GC 时间占比：部分程序如 tradesoap（ParallelOld GC: 41.8%，G1 GC: 14.6%）和 factorie（ParallelOld GC: 5.9%，G1 GC: 1.2%）表现出显著的 GC 开销，尤其在 ParallelOld GC 下更严重。G1 GC 在多数情况下能有效降低 GC 时间占比。
平均暂停时间：tradesoap 的 ParallelOld GC 平均暂停时间为 1,680 ms，属于极端高延迟案例；而 G1 GC 将其降至 193 ms。类似地，h2 的 ParallelOld GC 暂停时间为 353 ms，G1 GC 为 116 ms。
Young Generation Ratio (YR)：反映年轻代与老年代内存分配比例。例如，lusearch 的 YR 高达 38,857（ParallelOld GC），表明其对象生命周期极短，大量对象在年轻代即被回收；而 xalan 的 YR 为 25,235，说明其对象存活率较高。
G1 GC 优势明显：在无限堆配置下，G1 GC 通常比 ParallelOld GC 执行更多 Minor GC，但每次暂停时间更短，且整体 GC 时间占比更低。例如，tradebeans 的 ParallelOld GC 暂停时间为 197 ms，G1 GC 仅为 20 ms。
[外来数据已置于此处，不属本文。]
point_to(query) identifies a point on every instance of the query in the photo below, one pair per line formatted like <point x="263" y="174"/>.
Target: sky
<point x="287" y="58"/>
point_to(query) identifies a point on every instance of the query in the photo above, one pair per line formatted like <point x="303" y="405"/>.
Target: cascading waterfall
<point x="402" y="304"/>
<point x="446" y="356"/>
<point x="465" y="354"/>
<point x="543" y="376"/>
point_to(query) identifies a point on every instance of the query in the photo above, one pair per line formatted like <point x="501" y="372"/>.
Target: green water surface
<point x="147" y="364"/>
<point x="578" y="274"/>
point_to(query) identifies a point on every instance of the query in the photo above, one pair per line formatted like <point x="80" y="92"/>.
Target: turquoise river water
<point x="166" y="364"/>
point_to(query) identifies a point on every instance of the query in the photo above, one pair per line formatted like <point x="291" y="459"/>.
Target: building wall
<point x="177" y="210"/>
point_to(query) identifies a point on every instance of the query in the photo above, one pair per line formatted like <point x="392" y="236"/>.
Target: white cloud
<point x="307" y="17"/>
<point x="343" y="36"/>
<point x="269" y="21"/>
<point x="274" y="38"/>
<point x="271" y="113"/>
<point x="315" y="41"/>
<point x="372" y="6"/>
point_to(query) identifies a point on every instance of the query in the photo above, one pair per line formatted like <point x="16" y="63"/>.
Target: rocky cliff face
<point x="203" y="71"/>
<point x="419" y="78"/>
异常情况：scimark.monte_carlo 在两种 GC 下均无任何 GC 发生，因其计算密集型特性导致对象分配极少；crypto.rsa 在 ParallelOld GC 下无 Major GC，但在 G1 GC 下执行了 301 次 Minor GC，显示其对 GC 策略敏感。

综上，该图清晰揭示了不同 GC 算法在无限堆环境下的行为差异，G1 GC 在控制暂停时间和降低 GC 开销方面表现更优，尤其适用于对响应时间敏感的应用场景。